The digital age’s infinitely mutable past flows into a decidedly ambiguous future. Looking over the horizon, a noticeable number of artists registered their concern with the clash between nature and technology. MANUAL’s Protracted Image cautions that simply because we can’t see changes in the natural environment from moment to moment doesn’t mean that potentially disastrous transformations aren’t inexorably under way. Both Anna Ullrich and Oliver Wasow hybridize nature and technology to create exotic landscapes that appear neither utopian nor dystopian—or are sometimes both at once. In a fascinating series of digital stills that accompanied his DVD pieces, Wasow envisions vast cities that scarcely intrude on their surreally magnificent natural settings, while another metropolis, surrounded by an ocean of sludge, is enveloped in a fiery climatological apocalypse that makes nuclear war seem tepid.

The uncertainty extends even to the technology itself. A year ago the buzz was about “immersive media,” the sense that the ultimate work of art might be a virtual-reality suit wrapping the spectator in a totally enveloping, interactive sensory experience. Yet FotoFest 2002 made a strong argument that increasingly less obtrusive new media that superficially resemble old media can behave in surprising ways. As the thin-screen revolution continues and digital paper becomes a reality, we may see living room walls turn into virtual museums and art magazines that play videos. There’s even hope that digital art and digital entertainment might find some common ground, a meaningful alternative to the juvenile inanities of computer games and action-movie special effects.

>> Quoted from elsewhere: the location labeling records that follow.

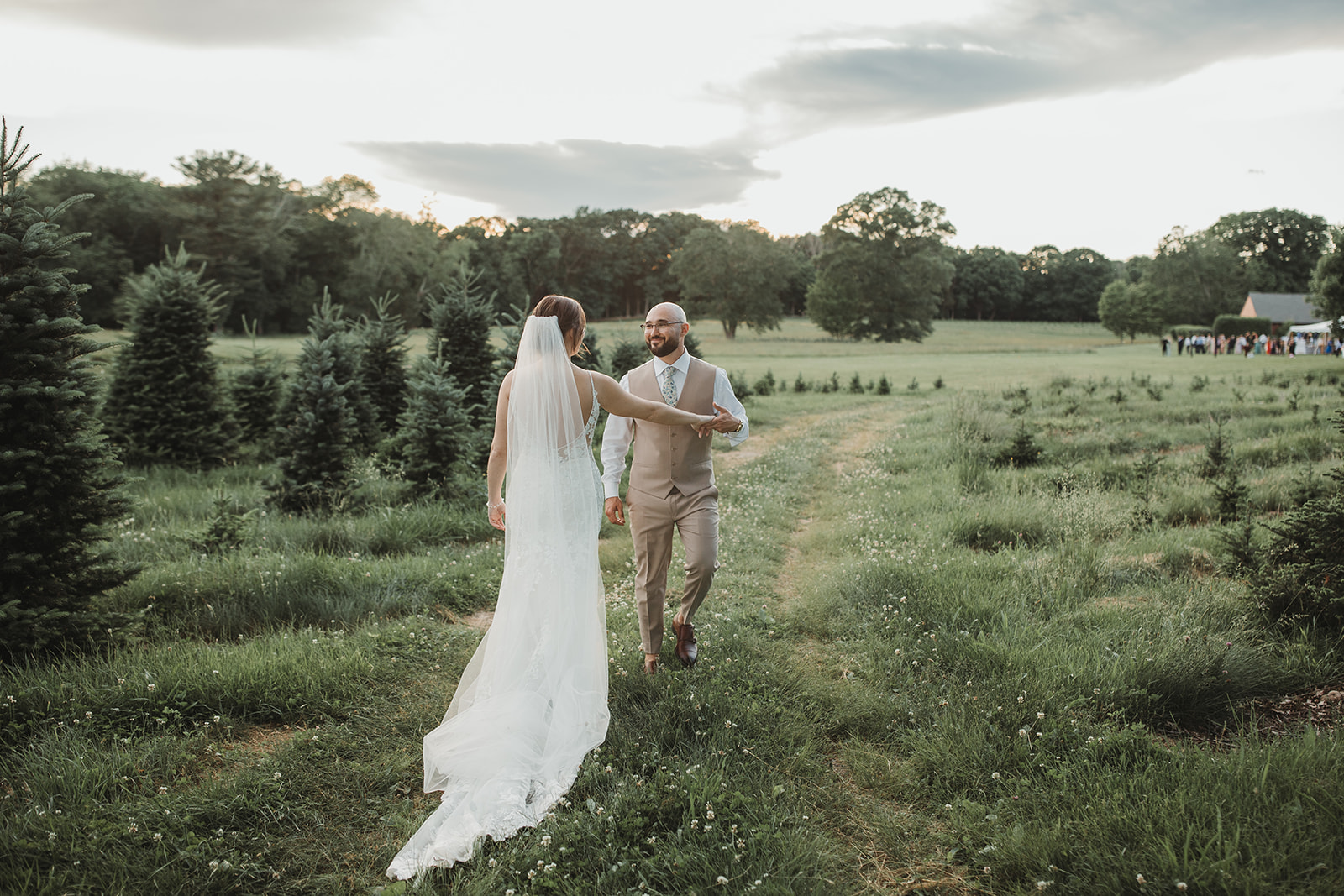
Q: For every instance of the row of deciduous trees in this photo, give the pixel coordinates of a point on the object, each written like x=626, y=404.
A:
x=1194, y=277
x=880, y=268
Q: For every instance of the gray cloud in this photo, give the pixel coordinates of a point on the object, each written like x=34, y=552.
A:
x=218, y=22
x=553, y=179
x=1028, y=50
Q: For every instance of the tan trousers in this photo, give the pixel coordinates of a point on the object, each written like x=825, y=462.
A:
x=652, y=520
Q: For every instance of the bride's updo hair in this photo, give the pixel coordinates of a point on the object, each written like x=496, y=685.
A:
x=570, y=317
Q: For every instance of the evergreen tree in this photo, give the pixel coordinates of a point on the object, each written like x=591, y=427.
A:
x=315, y=445
x=60, y=479
x=382, y=363
x=255, y=391
x=460, y=335
x=1303, y=577
x=328, y=325
x=167, y=403
x=436, y=432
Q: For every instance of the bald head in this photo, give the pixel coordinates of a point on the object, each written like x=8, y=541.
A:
x=664, y=328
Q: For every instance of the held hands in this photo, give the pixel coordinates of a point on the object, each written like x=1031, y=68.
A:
x=721, y=422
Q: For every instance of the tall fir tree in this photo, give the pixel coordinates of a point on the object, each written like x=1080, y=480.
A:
x=329, y=325
x=255, y=391
x=436, y=437
x=315, y=445
x=167, y=402
x=382, y=363
x=461, y=317
x=60, y=484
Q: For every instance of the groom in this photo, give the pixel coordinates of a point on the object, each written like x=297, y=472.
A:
x=671, y=479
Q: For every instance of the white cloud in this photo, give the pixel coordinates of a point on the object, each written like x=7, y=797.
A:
x=218, y=22
x=555, y=177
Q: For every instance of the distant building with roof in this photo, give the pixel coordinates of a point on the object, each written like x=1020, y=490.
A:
x=1281, y=308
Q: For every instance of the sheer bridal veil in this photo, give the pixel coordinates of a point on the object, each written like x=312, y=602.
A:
x=533, y=700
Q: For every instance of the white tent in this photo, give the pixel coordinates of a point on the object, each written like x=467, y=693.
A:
x=1324, y=327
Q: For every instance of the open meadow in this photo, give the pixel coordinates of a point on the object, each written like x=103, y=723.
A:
x=988, y=633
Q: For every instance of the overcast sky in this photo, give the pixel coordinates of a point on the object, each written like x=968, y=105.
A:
x=1075, y=123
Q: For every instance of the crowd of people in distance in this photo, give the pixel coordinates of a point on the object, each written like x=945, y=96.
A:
x=1249, y=344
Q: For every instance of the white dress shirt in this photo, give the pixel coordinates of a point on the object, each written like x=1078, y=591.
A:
x=620, y=430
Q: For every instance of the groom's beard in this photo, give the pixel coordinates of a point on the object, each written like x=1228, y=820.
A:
x=664, y=348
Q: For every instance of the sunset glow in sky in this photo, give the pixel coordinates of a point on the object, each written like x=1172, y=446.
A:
x=1039, y=121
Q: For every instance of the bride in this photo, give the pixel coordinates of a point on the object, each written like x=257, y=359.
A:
x=533, y=700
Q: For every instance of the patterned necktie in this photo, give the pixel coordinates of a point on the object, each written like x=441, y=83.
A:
x=669, y=390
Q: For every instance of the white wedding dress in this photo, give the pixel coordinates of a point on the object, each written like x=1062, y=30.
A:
x=533, y=700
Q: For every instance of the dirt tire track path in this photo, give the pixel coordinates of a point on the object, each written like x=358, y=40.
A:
x=879, y=869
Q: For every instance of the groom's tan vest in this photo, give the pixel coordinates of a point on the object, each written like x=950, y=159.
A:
x=672, y=456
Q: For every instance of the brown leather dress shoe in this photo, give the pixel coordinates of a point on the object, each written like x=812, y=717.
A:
x=685, y=649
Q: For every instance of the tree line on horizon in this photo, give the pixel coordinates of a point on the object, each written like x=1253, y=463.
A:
x=880, y=268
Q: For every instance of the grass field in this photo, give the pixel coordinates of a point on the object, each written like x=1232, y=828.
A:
x=983, y=638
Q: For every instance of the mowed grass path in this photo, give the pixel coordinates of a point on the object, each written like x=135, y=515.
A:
x=922, y=671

At the outset of the twenty-first century, we don’t know what to call it yet: Is it the Digital Age, the Information Age, the Post-human Era, or more philosophically, the Age of Uncertainty? Whatever we end up calling it, the message from FotoFest 2002 is that this new age is capable of spawning a digital culture that transcends the fantasies of twelve-year-old boys, that this century’s new media may even be as transforming as the Modernists’ new media—collage, assemblage, “found” objects, industrial materials and the machine aesthetic, the very notion of mixing media—which were so instrumental in changing the look and the outlook of the twentieth century. It’s uncertain where we’re going, but the ground is unmistakably moving beneath our feet.